Cientistas descobrem estrutura oculta gigantesca sob o gelo da Antártida

Ilustração editorial sobre Cientistas descobrem estrutura oculta gigantesca sob o gelo da Antártida. (Ilustração: Cafezinho / Wan 2.6)

Uma equipe internacional de pesquisadores identificou uma colossal estrutura geológica escondida sob o manto de gelo da Antártida Oriental, revelando uma conexão antes desconhecida entre algumas das maiores paisagens enterradas do continente. A descoberta, que redefine a compreensão da antiguidade tectônica antártica, foi publicada na revista Nature Geoscience.

A nova estrutura, batizada de Província de Bacias em Forma de Leque da Antártida Oriental, consiste em uma vasta rede de depressões ocultas sob camadas de gelo que, em alguns pontos, ultrapassam três quilômetros de espessura. Estas bacias formam um padrão radial de escala continental, assemelhando-se a um leque que se abre a partir de um ponto central fixo.

O achado, conforme detalhado em comunicado da Universidade de Durham, integra em um único sistema formações subglaciais que eram estudadas de forma isolada há décadas. Entre elas estão as bacias de Wilkes e Aurora, além da fossa que abriga o Lago Vostok, o maior lago subglacial conhecido do planeta.

Segundo os cientistas, a origem da estrutura remonta a um processo geológico denominado extensão rotacional distribuída. O fenômeno ocorre quando a crosta terrestre se estica e se afina gradualmente a partir de um eixo central, criando depressões triangulares similares aos espaços que se formam entre os dedos de uma mão quando eles se abrem.
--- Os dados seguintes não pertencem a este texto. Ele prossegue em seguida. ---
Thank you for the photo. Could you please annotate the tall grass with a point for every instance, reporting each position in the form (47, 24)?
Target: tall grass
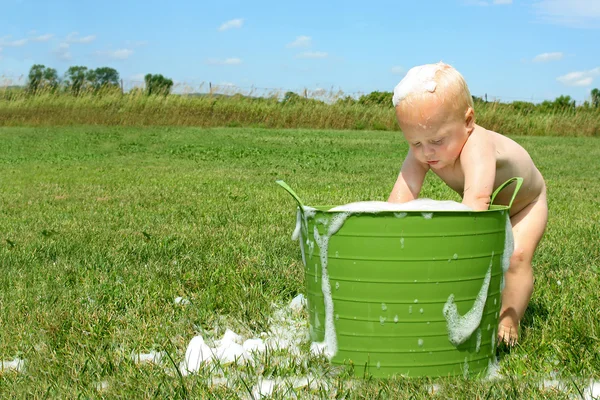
(136, 109)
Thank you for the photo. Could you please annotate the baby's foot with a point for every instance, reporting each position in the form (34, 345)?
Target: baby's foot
(508, 334)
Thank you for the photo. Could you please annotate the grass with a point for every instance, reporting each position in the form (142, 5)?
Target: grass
(102, 227)
(135, 109)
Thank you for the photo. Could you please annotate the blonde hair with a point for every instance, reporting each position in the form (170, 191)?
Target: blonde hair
(439, 80)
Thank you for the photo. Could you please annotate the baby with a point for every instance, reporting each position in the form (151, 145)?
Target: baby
(435, 111)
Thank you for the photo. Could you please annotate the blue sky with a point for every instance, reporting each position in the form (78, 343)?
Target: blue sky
(511, 50)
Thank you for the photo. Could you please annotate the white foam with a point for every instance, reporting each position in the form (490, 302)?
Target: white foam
(461, 327)
(298, 303)
(413, 205)
(102, 386)
(335, 224)
(418, 79)
(254, 345)
(16, 365)
(154, 357)
(592, 391)
(493, 371)
(181, 300)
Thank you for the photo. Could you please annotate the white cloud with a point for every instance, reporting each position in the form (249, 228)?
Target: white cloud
(483, 3)
(545, 57)
(42, 38)
(73, 37)
(312, 54)
(301, 41)
(227, 61)
(62, 52)
(579, 78)
(573, 13)
(120, 54)
(234, 23)
(136, 43)
(7, 42)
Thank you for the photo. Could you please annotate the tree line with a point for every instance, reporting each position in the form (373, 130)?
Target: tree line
(561, 103)
(80, 79)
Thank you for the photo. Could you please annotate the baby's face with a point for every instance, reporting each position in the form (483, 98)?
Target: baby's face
(435, 132)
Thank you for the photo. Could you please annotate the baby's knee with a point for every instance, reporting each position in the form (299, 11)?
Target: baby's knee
(520, 260)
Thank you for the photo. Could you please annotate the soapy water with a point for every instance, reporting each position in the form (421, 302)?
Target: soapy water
(329, 345)
(461, 327)
(287, 332)
(15, 365)
(413, 205)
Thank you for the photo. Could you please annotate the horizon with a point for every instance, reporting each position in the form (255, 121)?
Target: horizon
(508, 50)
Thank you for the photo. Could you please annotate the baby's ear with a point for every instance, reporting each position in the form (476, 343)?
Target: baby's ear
(470, 119)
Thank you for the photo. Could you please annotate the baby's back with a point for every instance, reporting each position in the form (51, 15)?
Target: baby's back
(511, 160)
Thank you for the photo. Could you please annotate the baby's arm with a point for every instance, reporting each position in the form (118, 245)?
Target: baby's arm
(410, 180)
(478, 160)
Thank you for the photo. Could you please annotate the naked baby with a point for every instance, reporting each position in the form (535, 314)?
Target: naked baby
(436, 113)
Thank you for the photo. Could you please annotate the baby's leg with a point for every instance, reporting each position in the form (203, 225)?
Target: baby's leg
(528, 227)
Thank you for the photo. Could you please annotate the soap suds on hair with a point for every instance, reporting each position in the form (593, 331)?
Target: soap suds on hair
(417, 80)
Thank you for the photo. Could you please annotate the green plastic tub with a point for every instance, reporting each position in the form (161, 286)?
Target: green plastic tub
(405, 293)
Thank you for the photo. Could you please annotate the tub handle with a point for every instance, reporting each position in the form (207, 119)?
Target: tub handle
(291, 191)
(519, 181)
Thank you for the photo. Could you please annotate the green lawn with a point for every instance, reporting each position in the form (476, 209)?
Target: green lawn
(102, 227)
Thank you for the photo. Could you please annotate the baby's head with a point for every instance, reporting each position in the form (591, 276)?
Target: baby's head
(435, 111)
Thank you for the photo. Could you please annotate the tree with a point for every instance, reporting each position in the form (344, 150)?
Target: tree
(104, 77)
(564, 103)
(377, 98)
(75, 79)
(595, 98)
(40, 77)
(157, 85)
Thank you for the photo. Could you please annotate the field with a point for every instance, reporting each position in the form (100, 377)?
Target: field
(17, 108)
(103, 227)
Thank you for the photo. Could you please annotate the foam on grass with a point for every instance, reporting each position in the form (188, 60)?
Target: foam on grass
(15, 365)
(154, 357)
(287, 332)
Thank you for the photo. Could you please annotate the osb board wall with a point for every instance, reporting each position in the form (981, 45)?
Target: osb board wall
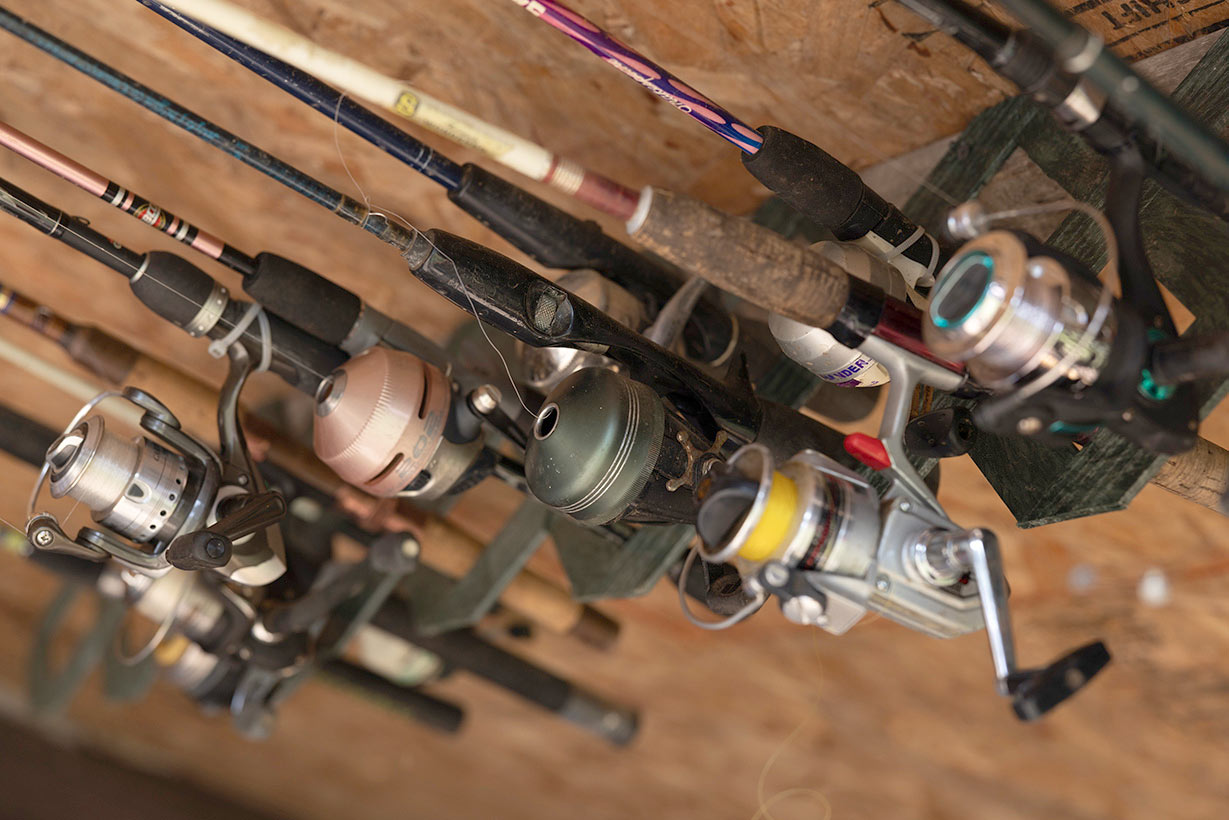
(895, 724)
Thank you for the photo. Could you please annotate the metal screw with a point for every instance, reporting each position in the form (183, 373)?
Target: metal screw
(1029, 425)
(486, 398)
(776, 574)
(215, 547)
(803, 610)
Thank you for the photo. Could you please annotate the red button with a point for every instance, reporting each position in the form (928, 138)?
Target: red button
(868, 450)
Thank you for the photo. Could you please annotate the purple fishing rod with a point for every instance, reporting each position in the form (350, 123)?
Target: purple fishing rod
(814, 182)
(647, 73)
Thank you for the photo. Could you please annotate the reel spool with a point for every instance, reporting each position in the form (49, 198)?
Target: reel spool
(381, 424)
(1014, 316)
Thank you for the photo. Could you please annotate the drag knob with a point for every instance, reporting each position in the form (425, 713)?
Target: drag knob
(942, 434)
(1036, 691)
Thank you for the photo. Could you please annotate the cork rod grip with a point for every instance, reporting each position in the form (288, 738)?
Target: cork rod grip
(1200, 476)
(741, 257)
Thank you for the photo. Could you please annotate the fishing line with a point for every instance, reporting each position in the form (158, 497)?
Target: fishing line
(811, 713)
(385, 213)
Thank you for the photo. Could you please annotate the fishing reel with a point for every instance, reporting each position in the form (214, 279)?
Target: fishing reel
(387, 423)
(164, 499)
(1062, 354)
(606, 448)
(830, 547)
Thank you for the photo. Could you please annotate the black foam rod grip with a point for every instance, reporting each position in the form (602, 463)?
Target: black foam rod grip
(304, 298)
(172, 287)
(556, 239)
(814, 182)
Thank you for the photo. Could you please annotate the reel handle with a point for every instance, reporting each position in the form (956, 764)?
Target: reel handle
(213, 547)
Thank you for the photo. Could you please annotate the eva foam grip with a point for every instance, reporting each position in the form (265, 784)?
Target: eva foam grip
(304, 298)
(172, 287)
(814, 182)
(746, 260)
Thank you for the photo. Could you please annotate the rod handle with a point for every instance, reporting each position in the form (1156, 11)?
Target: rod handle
(740, 257)
(1200, 475)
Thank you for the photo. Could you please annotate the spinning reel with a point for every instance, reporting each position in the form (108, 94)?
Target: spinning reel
(165, 499)
(820, 539)
(1062, 354)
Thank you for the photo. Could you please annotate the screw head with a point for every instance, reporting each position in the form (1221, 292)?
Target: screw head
(803, 610)
(1029, 425)
(776, 574)
(486, 398)
(215, 547)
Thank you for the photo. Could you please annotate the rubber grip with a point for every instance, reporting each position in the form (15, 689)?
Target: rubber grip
(810, 180)
(304, 298)
(746, 260)
(172, 287)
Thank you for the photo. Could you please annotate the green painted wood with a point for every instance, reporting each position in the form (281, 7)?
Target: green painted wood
(1189, 250)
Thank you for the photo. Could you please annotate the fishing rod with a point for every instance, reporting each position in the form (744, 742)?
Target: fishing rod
(215, 650)
(653, 364)
(445, 547)
(425, 444)
(1024, 58)
(186, 295)
(801, 173)
(1084, 57)
(396, 96)
(545, 232)
(285, 288)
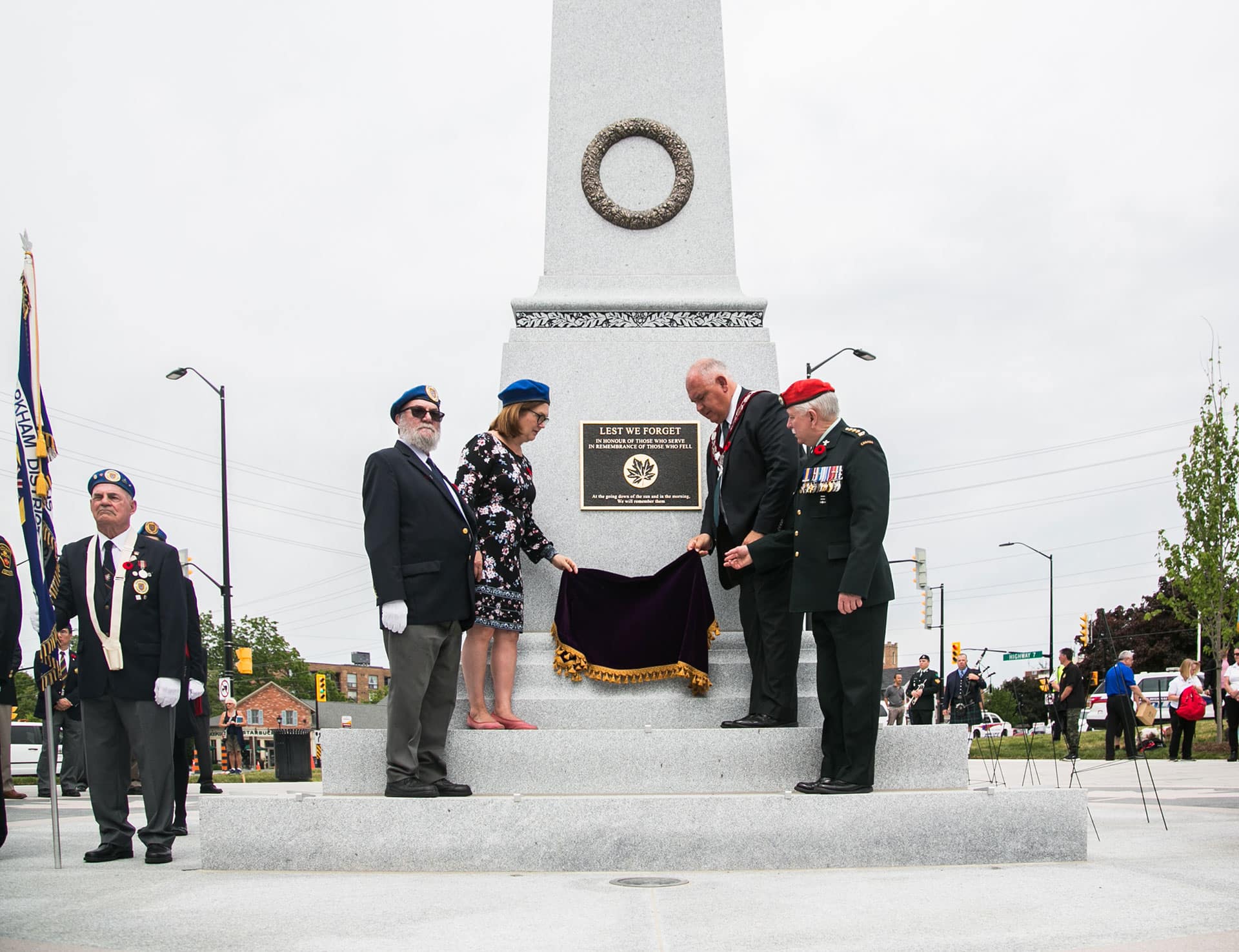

Os pesquisadores acreditam que esta pode ser uma das maiores manifestações de extensão rotacional já registradas em crosta continental. O mecanismo teria atuado em múltiplos episódios tectônicos durante a formação e evolução do antigo supercontinente Gondwana, podendo inclusive ter influenciado a posterior separação entre a Antártida e a Austrália.

Liderado pelo Dr. Egidio Armadillo, da Universidade de Gênova, com suporte do Programa Nacional de Pesquisa Antártica da Itália, o estudo combinou uma gama sofisticada de dados. Foram utilizadas medições de topografia subglacial, gravidade, magnetismo, informações sísmicas e modelos da crosta e litosfera para mapear a cicatriz tectônica oculta.

O Dr. Guy Paxman, do Departamento de Geografia da Universidade de Durham e membro da equipe internacional, foi o responsável por calcular como seria o relevo da Antártida Oriental se todo o gelo desaparecesse. Com a remoção do peso colossal da cobertura de gelo, a rocha se elevaria em até um quilômetro, num processo conhecido como rebote isostático, o que permitiu uma análise precisa da elevação e orientação da estrutura.

A relevância da descoberta transcende a reconstrução do passado geológico do planeta. A forma do leito rochoso determina diretamente o fluxo do gelo na superfície, influenciando a localização de lagos e bacias subglaciais. Esta arquitetura oculta é um fator crítico para modelar a estabilidade de setores do manto de gelo antártico particularmente vulneráveis às mudanças climáticas.